Gestante com febre + Giordano positivo + sintomas urinários = Pielonefrite Aguda → Internação e ATB venoso.

Resumo-Chave

Pielonefrite aguda em gestantes é uma condição grave que exige internação hospitalar e antibioticoterapia intravenosa imediata. O risco de complicações maternas e fetais é alto, incluindo sepse, trabalho de parto prematuro e baixo peso ao nascer.

Contexto Educacional

A pielonefrite aguda é a complicação infecciosa mais comum e grave na gravidez, afetando cerca de 1-2% das gestantes. A dilatação do trato urinário superior, a diminuição do tônus ureteral e a compressão uterina contribuem para a estase urinária, aumentando o risco de infecção ascendente. A importância clínica reside no risco significativo de morbidade materna e fetal. O diagnóstico é clínico, baseado na presença de febre (>38°C), calafrios, dor lombar (Giordano positivo) e sintomas urinários. A urocultura é essencial para identificar o agente etiológico (mais frequentemente E. coli) e guiar a terapia antibiótica. A suspeita de pielonefrite em gestantes exige uma abordagem imediata e agressiva. A conduta padrão é a internação hospitalar para monitoramento materno-fetal e início de antibioticoterapia intravenosa empírica. Após a melhora clínica e afebrilidade por 24-48 horas, pode-se realizar a transição para antibióticos orais para completar um curso de 10-14 dias.
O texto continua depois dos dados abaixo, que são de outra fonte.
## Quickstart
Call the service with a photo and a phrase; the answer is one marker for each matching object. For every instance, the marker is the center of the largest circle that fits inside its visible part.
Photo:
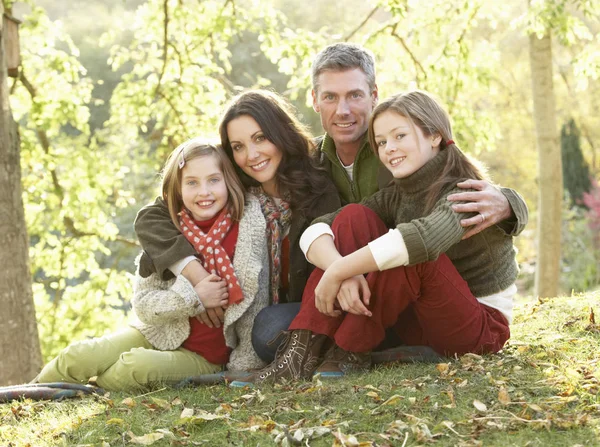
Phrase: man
(344, 94)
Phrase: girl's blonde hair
(425, 112)
(172, 177)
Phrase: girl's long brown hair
(422, 109)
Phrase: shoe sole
(240, 384)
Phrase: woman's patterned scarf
(279, 217)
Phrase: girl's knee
(353, 211)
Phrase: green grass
(543, 389)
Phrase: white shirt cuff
(177, 267)
(311, 233)
(389, 250)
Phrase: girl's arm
(155, 302)
(160, 238)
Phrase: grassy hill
(541, 390)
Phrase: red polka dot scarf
(208, 245)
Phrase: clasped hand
(212, 292)
(352, 295)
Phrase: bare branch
(165, 45)
(174, 109)
(410, 53)
(355, 30)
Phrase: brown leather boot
(297, 357)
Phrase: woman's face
(253, 153)
(402, 146)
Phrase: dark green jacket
(486, 261)
(163, 244)
(369, 174)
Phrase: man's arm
(503, 207)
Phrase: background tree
(549, 165)
(97, 120)
(576, 173)
(19, 363)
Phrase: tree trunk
(19, 342)
(549, 167)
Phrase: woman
(272, 153)
(436, 288)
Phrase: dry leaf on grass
(503, 396)
(147, 439)
(479, 405)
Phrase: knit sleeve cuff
(389, 250)
(414, 243)
(311, 234)
(184, 288)
(515, 225)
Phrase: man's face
(345, 104)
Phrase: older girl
(436, 288)
(166, 342)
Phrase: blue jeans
(272, 320)
(268, 326)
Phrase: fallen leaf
(503, 396)
(372, 388)
(147, 439)
(443, 368)
(161, 403)
(345, 440)
(374, 396)
(392, 400)
(115, 421)
(128, 402)
(186, 413)
(479, 405)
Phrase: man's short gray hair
(344, 56)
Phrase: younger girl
(435, 288)
(166, 343)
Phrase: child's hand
(212, 292)
(212, 317)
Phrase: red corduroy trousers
(427, 304)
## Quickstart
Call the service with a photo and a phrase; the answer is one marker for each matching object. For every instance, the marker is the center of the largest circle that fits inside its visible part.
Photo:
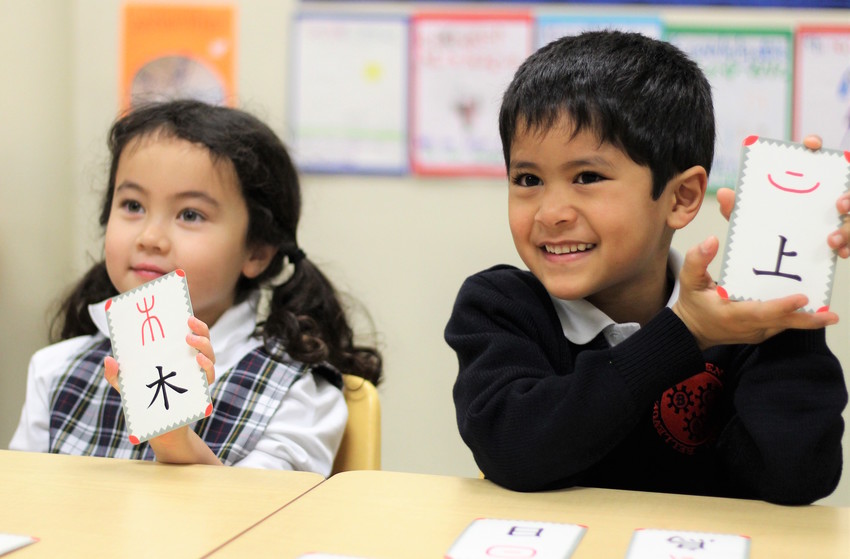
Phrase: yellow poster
(178, 52)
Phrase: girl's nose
(153, 237)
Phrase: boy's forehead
(561, 125)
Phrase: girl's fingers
(110, 371)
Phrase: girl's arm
(182, 445)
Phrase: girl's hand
(714, 320)
(838, 240)
(182, 445)
(200, 340)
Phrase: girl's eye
(588, 178)
(191, 216)
(527, 180)
(131, 206)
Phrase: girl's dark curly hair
(304, 313)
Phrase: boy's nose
(556, 209)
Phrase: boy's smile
(584, 222)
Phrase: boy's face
(585, 224)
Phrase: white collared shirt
(304, 433)
(582, 321)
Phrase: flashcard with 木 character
(162, 385)
(674, 544)
(784, 211)
(486, 538)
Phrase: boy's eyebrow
(592, 161)
(186, 195)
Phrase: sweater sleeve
(784, 442)
(534, 415)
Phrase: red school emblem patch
(685, 416)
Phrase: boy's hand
(838, 240)
(714, 320)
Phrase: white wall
(400, 245)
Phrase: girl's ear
(258, 260)
(686, 190)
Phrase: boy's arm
(533, 414)
(784, 442)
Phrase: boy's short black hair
(642, 95)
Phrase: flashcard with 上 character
(784, 211)
(162, 385)
(673, 544)
(486, 538)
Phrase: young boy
(606, 365)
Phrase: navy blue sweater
(653, 413)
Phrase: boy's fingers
(695, 268)
(813, 142)
(726, 199)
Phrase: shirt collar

É fundamental realizar uroculturas de controle e, em alguns casos, profilaxia antibiótica até o parto para prevenir recorrências.

Perguntas Frequentes

Quais são os sinais e sintomas de pielonefrite em gestantes?

Os sinais e sintomas incluem febre, calafrios, dor lombar (Giordano positivo), náuseas, vômitos, disúria, polaciúria e urgência urinária. A presença de febre e dor lombar diferencia a pielonefrite de uma cistite simples.

Por que a pielonefrite em gestantes requer internação e antibioticoterapia venosa?

A pielonefrite na gravidez é considerada uma emergência médica devido ao alto risco de complicações como sepse materna, trabalho de parto prematuro, restrição de crescimento fetal e anemia materna. A internação permite monitoramento rigoroso e a antibioticoterapia venosa garante níveis séricos adequados rapidamente.

Quais são os antibióticos de primeira linha para pielonefrite gestacional?

As opções de primeira linha incluem cefalosporinas de segunda ou terceira geração (como ceftriaxona ou cefazolina), ampicilina-sulbactam ou aztreonam (em caso de alergia à penicilina). É crucial iniciar o tratamento empírico e ajustá-lo após o resultado da urocultura e antibiograma.